1. Field of the Invention
The present invention relates to a method for making an implantable pacing lead tip electrode for use with a pacing lead assembly. The tip electrode is formed from an electrically conductive material and with a plurality of grooves or recesses which are etched into the tip electrode circumferentially and parallel to the horizontal and vertical transverse axes of the tip electrode to provide a large surface area within a small displaced surface area on the tip electrode to minimize electrode polarization while providing sufficient current flow for heart muscle depolarization.
2. Description of the Prior Art
Heretofore, various tip electrodes have been proposed having porous surfaces or other surfaces for increasing the surface area of the tip electrode. Examples of such previously proposed electrodes are disclosed in various prior U.S. patents.
For example, the Enger U.S. Pat. No. 4,011,861 discloses an implantable electric terminal for organic tissue which is porous and intermeshes with the tissue. The electric terminal is composed of a tissue-compatible implantable material which is electrically conductive, such as platinum or an alloy, and which has on at least one surface thereof a porous material or layer having pores that are interconnected and continuous so that body electrolytes and/or tissue containing blood capillaries can contact the electrically conductive material through the porous material or layer.

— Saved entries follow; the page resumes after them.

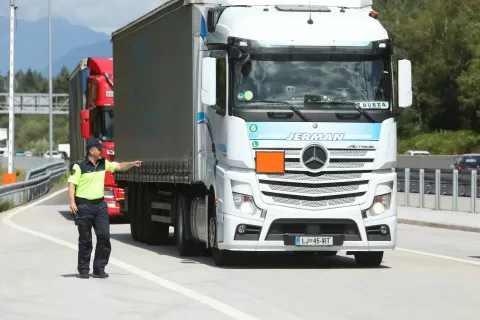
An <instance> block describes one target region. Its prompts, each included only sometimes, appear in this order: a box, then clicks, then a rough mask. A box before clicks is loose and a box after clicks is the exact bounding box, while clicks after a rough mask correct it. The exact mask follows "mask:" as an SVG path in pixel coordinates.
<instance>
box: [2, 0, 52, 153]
mask: <svg viewBox="0 0 480 320" xmlns="http://www.w3.org/2000/svg"><path fill="white" fill-rule="evenodd" d="M12 1H13V0H12ZM52 86H53V85H52V0H48V96H49V100H50V110H49V124H50V129H49V134H50V162H51V161H52V152H53V150H52V149H53V106H52V90H53V88H52Z"/></svg>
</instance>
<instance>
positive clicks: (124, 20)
mask: <svg viewBox="0 0 480 320" xmlns="http://www.w3.org/2000/svg"><path fill="white" fill-rule="evenodd" d="M164 2H166V1H165V0H52V16H53V17H58V18H63V19H66V20H68V21H70V22H71V23H73V24H80V25H84V26H87V27H89V28H91V29H93V30H95V31H99V32H105V33H107V34H110V33H111V32H112V31H115V30H116V29H118V28H120V27H122V26H124V25H125V24H127V23H129V22H131V21H132V20H135V19H136V18H138V17H140V16H141V15H143V14H145V13H147V12H149V11H150V10H152V9H154V8H156V7H158V6H159V5H161V4H162V3H164ZM15 5H16V6H17V7H18V9H17V18H18V19H25V20H30V21H33V20H38V19H40V18H44V17H46V16H47V15H48V1H47V0H15ZM9 6H10V0H0V16H8V15H9Z"/></svg>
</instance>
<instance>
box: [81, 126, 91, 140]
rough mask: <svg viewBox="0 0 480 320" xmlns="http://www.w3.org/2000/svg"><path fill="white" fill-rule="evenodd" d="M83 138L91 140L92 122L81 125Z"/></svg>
mask: <svg viewBox="0 0 480 320" xmlns="http://www.w3.org/2000/svg"><path fill="white" fill-rule="evenodd" d="M80 125H81V130H82V138H83V139H90V122H82V123H81V124H80Z"/></svg>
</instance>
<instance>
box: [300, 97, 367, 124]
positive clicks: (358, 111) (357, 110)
mask: <svg viewBox="0 0 480 320" xmlns="http://www.w3.org/2000/svg"><path fill="white" fill-rule="evenodd" d="M308 103H314V104H335V105H348V106H354V107H355V110H357V111H358V112H360V113H361V114H363V115H364V116H365V118H367V119H368V120H370V121H371V122H373V123H375V119H373V118H372V116H371V115H370V114H369V113H368V112H367V111H366V110H365V109H363V108H362V107H360V106H359V104H358V103H356V102H355V101H309V102H308Z"/></svg>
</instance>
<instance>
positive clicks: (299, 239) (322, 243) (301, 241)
mask: <svg viewBox="0 0 480 320" xmlns="http://www.w3.org/2000/svg"><path fill="white" fill-rule="evenodd" d="M295 245H296V246H333V237H296V238H295Z"/></svg>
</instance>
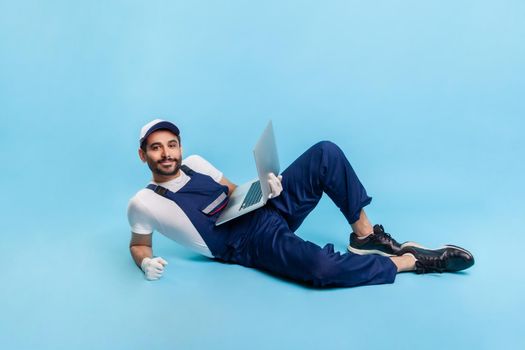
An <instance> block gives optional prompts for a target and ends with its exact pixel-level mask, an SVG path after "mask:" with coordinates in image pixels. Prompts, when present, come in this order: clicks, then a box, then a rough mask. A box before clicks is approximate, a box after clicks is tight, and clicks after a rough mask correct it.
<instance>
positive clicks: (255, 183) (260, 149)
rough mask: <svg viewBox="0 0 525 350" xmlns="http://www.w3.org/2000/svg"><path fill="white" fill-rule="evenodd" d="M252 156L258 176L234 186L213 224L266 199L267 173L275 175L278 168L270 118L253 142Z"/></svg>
mask: <svg viewBox="0 0 525 350" xmlns="http://www.w3.org/2000/svg"><path fill="white" fill-rule="evenodd" d="M253 156H254V157H255V165H256V166H257V175H258V176H259V177H258V178H257V179H254V180H252V181H249V182H247V183H244V184H242V185H240V186H237V188H235V190H234V191H233V193H232V194H231V196H230V199H229V202H228V204H227V205H226V208H224V209H223V211H222V213H221V215H220V216H219V217H218V218H217V221H216V223H215V225H220V224H223V223H225V222H227V221H230V220H232V219H235V218H237V217H239V216H241V215H244V214H246V213H249V212H251V211H253V210H255V209H258V208H260V207H262V206H264V205H265V204H266V202H267V201H268V195H269V194H270V192H271V191H270V185H269V184H268V174H269V173H274V174H275V176H277V175H279V169H280V167H279V158H278V156H277V146H276V145H275V135H274V133H273V126H272V121H271V120H270V121H269V122H268V125H267V126H266V128H265V129H264V131H263V133H262V135H261V137H260V138H259V141H257V144H255V148H254V149H253Z"/></svg>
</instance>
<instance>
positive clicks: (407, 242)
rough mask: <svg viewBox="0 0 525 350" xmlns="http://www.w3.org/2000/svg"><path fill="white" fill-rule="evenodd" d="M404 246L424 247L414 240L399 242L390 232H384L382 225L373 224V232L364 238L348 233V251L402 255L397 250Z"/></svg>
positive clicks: (366, 253)
mask: <svg viewBox="0 0 525 350" xmlns="http://www.w3.org/2000/svg"><path fill="white" fill-rule="evenodd" d="M405 247H419V248H424V247H423V246H421V245H420V244H418V243H415V242H405V243H403V244H399V243H398V242H397V241H396V240H395V239H394V238H392V236H390V234H388V233H386V232H385V229H384V228H383V225H374V233H372V234H370V235H368V236H367V237H366V238H363V239H360V238H358V237H357V235H356V234H355V233H353V232H352V233H351V234H350V244H349V245H348V251H350V252H352V253H355V254H359V255H366V254H379V255H383V256H395V255H402V254H399V252H400V251H401V250H402V249H403V248H405Z"/></svg>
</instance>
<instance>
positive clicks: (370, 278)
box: [230, 208, 404, 287]
mask: <svg viewBox="0 0 525 350" xmlns="http://www.w3.org/2000/svg"><path fill="white" fill-rule="evenodd" d="M250 226H251V227H249V228H247V232H248V233H247V235H244V236H242V237H243V238H242V239H241V240H239V241H238V242H236V244H235V248H236V252H235V254H234V255H233V256H232V257H231V259H230V261H232V262H235V263H238V264H241V265H244V266H248V267H255V268H259V269H261V270H265V271H268V272H271V273H273V274H276V275H279V276H283V277H287V278H290V279H292V280H295V281H300V282H303V283H308V284H312V285H314V286H317V287H353V286H359V285H370V284H382V283H392V282H393V281H394V280H395V276H396V273H397V272H398V271H399V266H398V264H396V262H395V261H393V259H391V258H387V257H384V256H380V255H357V254H352V253H344V254H341V253H339V252H335V251H334V246H333V245H332V244H327V245H326V246H325V247H324V248H321V247H319V246H318V245H316V244H314V243H312V242H309V241H305V240H303V239H302V238H300V237H298V236H297V235H295V233H293V232H292V231H291V230H290V228H289V227H288V224H287V222H286V221H285V220H283V218H282V216H281V215H279V214H278V213H277V212H275V211H274V210H272V209H271V208H261V209H260V210H258V211H256V212H255V214H254V215H253V216H252V222H251V225H250ZM403 258H404V257H403ZM398 263H402V261H399V262H398Z"/></svg>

The MacGregor U.S. Pat. No. 4,280,514 discloses an endocardial pacemaker electrode having a dense rigid metal substrate and a rigid porous metal coating which adheres to at least a major portion of the substrate. The porous coating includes a plurality of metal particles bonded together at their points of contact with each other and with the substrate to form a network of interconnected pores substantially uniformly distributed throughout the coating.

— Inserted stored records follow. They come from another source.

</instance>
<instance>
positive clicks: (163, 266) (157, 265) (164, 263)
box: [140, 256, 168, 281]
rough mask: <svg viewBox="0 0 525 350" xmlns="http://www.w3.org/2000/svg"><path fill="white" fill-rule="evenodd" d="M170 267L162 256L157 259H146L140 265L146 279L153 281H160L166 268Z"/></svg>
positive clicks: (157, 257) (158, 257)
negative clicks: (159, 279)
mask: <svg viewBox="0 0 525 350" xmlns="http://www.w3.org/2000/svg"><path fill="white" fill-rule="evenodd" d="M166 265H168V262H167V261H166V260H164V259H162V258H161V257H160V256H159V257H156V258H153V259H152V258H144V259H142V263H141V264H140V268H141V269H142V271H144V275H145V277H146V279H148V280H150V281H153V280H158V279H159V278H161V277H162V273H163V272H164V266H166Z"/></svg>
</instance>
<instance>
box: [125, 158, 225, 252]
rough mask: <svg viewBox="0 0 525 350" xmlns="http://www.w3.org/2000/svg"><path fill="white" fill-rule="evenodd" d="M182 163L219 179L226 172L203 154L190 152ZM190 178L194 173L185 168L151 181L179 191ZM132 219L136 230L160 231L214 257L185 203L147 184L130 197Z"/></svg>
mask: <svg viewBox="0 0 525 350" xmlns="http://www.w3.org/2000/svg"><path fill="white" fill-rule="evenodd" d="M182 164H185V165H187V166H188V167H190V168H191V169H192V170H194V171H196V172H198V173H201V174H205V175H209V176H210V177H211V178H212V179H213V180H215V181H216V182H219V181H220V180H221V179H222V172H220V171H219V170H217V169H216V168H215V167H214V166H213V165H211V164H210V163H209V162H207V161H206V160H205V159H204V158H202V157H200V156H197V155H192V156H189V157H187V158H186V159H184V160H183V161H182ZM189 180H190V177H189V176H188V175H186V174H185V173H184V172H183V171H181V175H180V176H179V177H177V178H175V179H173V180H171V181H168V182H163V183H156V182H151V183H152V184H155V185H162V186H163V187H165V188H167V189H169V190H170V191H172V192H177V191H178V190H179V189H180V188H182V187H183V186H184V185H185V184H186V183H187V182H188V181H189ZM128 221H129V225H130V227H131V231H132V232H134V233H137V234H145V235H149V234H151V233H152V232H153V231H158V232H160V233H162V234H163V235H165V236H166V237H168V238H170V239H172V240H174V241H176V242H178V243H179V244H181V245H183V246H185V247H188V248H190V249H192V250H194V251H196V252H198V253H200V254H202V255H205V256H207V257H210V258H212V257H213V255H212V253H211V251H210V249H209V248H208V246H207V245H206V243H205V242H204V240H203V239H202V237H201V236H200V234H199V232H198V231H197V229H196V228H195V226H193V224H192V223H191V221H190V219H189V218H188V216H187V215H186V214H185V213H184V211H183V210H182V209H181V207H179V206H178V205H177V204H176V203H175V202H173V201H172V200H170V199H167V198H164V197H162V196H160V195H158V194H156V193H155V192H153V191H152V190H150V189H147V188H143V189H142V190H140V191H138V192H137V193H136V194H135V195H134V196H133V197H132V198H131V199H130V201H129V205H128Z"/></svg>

The King U.S. Pat. No. 4,352,360 discloses a semi-conductor low-threshold electrode having a plurality of materials which are arranged in layers such that the material having the lowest conductivity is in direct contact with body tissue.

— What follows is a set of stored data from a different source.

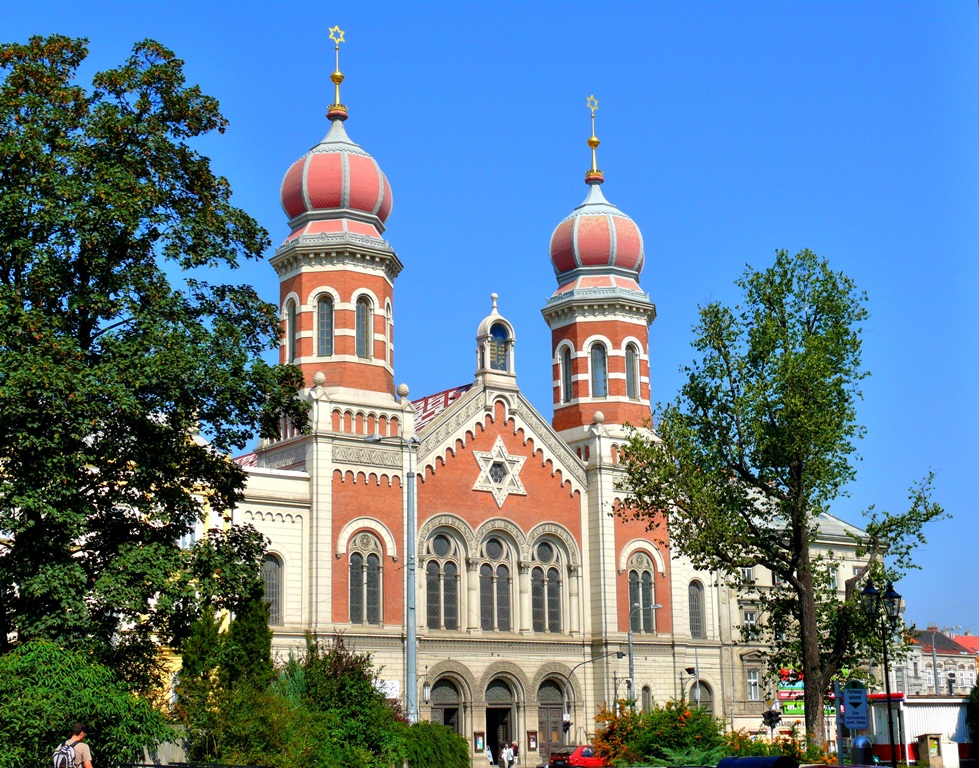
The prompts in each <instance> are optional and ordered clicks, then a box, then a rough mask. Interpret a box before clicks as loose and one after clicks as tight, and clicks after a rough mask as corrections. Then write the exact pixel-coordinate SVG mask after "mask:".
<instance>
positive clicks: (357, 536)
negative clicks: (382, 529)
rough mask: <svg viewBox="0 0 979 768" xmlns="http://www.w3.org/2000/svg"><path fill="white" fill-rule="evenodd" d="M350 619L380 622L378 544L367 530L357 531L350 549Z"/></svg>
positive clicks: (351, 623) (365, 623)
mask: <svg viewBox="0 0 979 768" xmlns="http://www.w3.org/2000/svg"><path fill="white" fill-rule="evenodd" d="M350 623H351V624H380V623H381V544H380V542H379V541H378V540H377V538H376V537H374V536H372V535H371V534H369V533H360V534H357V536H355V537H354V540H353V545H352V548H351V552H350Z"/></svg>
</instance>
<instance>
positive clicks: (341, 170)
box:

The Hirshorn et al U.S. Pat. No. 4,407,302 discloses a cardiac pacemaker electrode tip structure having an electrode tip having an external surface with a concave region formed thereon to increase the pacing impedance thereof. The external surface of the electrode tip is roughened to increase the microsurface area of the electrode tip and to reduce the sensing impedance thereof.
The Hirshorn et al U.S. Pat. No. 4,408,604 discloses a porous pacemaker electrode tip comprising a concavo-convex electrode cap having a plurality of apertures therethrough and an electrode shaft having a supporting edge formed thereon to which the concave surface of the electrode is joined. The porous cardiac pacemaker electrode is formed by deforming a platinum plate into a concave-convex shaped cap member, thereby forming a plurality of selectively spaced apertures through the electrode cap member to make the electrode cap substantially porous.
The Bussard et al U.S. Pat. No. 4,440,178 discloses an implantable electrode which is porous and includes a sintered member made of electrically conductive particles. The particles are covered with a material of lower electrical conductivity than that of the particles, the particles being metals selected from the group comprising tantalum, titanium, molybdenum, zirconium or cobalt-chromium based alloys.
As will be described in greater detail hereinafter, the tip electrode and the method of making same of the present invention differ from the various tip electrodes previously proposed by providing a tip electrode having a plurality of grooves etched into the surface of the tip electrode to provide a large surface area to minimize polarization of the electrode while at the same time, keeping the same overall outer diameter of the electrode so that the large surface area is within a small displaced surface area to ensure an electric current flow sufficient to cause muscle depolarization of the heart. Since the grooves are etched into the surface of the tip electrode, the pattern of and the number of grooves can be controlled and can be easily changed.